Design: Cross-sectional study.

Setting: Population-based random sample in North Carolina, United States, 1997.

Participants: 591 African-Americans aged > or = 18 years with self-reported diabetes were interviewed for providers' delivery of 10 preventive measures and patients' performance of four preventive measures for diabetes care.

Main outcome measures: Satisfaction with health care providers with respect to 11 items, on a 4-point scale (excellent, good, fair, and poor). Average satisfaction scores were compared according to levels of quality of care.
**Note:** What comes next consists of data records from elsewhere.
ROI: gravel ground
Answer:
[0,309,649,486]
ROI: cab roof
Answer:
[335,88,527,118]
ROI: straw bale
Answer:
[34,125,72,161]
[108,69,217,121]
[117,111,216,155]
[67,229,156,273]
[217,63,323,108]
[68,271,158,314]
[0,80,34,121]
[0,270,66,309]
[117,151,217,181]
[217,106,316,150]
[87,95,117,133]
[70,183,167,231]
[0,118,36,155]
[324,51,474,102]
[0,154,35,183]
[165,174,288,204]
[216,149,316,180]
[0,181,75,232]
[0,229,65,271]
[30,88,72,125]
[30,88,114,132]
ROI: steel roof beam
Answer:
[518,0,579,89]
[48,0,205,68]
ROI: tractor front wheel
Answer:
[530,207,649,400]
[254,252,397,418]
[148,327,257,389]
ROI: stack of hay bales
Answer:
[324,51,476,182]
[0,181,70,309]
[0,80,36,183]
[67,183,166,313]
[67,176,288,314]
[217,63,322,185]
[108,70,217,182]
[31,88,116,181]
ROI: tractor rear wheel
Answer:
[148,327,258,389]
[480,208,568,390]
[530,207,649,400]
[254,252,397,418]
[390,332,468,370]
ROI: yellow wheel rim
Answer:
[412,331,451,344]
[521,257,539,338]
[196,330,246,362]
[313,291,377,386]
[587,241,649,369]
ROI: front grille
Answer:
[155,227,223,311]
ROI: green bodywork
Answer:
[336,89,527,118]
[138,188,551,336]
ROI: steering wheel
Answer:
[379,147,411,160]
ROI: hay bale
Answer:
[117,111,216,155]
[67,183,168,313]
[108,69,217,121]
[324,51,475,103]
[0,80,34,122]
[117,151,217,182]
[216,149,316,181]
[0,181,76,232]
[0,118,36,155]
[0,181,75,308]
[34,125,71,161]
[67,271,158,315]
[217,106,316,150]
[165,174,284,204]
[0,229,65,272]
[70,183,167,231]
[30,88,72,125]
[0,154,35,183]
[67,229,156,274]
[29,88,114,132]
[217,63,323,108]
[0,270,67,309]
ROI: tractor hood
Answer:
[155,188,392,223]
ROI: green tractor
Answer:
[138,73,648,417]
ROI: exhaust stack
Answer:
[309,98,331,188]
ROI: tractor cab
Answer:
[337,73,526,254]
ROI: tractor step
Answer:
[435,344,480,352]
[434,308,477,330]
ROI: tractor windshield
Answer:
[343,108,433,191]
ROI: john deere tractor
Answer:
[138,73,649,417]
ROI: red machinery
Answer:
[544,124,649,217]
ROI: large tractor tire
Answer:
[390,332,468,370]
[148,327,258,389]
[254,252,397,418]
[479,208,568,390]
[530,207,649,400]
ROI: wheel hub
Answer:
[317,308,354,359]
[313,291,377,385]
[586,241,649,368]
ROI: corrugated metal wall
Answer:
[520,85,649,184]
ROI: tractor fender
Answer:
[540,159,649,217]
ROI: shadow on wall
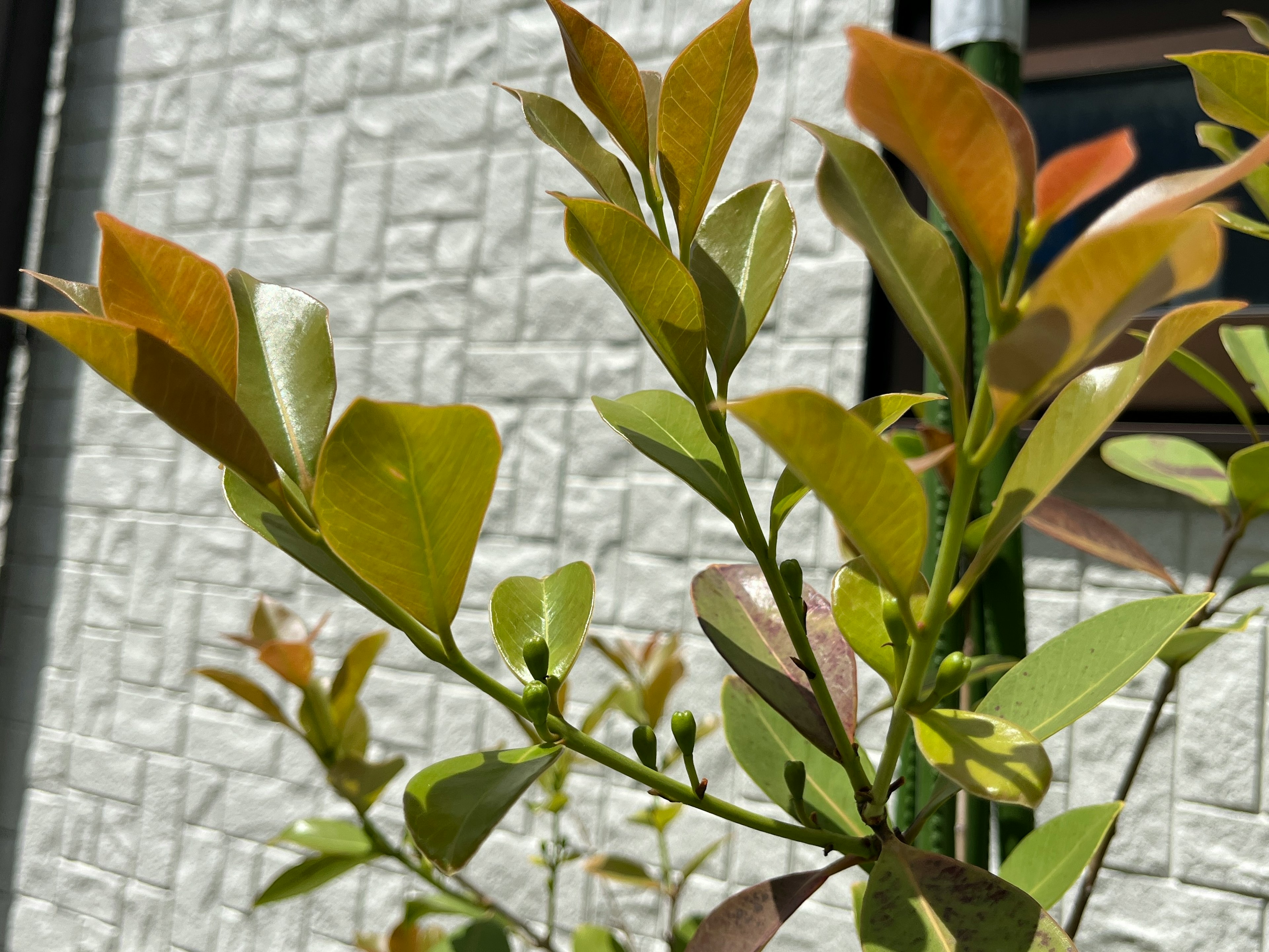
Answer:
[0,0,122,923]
Results: Patient satisfaction was positively associated with income, employment, diabetes education, ease of getting care during the last year, having health care coverage and having one physician for diabetes care (P < 0.05 for each). Adjusted for age, sex, education, employment, and income, 8 of 10 preventive care practices by providers during the previous year--monitoring of concentrations of glycosylated hemoglobin (HbA1c) and cholesterol; performing eye, foot, and gum examinations; and physician counseling on self-monitoring of blood glucose concentrations, exercise, and weight reduction--were associated with higher satisfaction scores (P < 0.05). Patients' performance of three of four preventive practices--taking medications for diabetes as prescribed, performing daily self-examination of the feet, and going for an eye examination with dilation of the pupils--were also associated with higher satisfaction scores (P < 0.05).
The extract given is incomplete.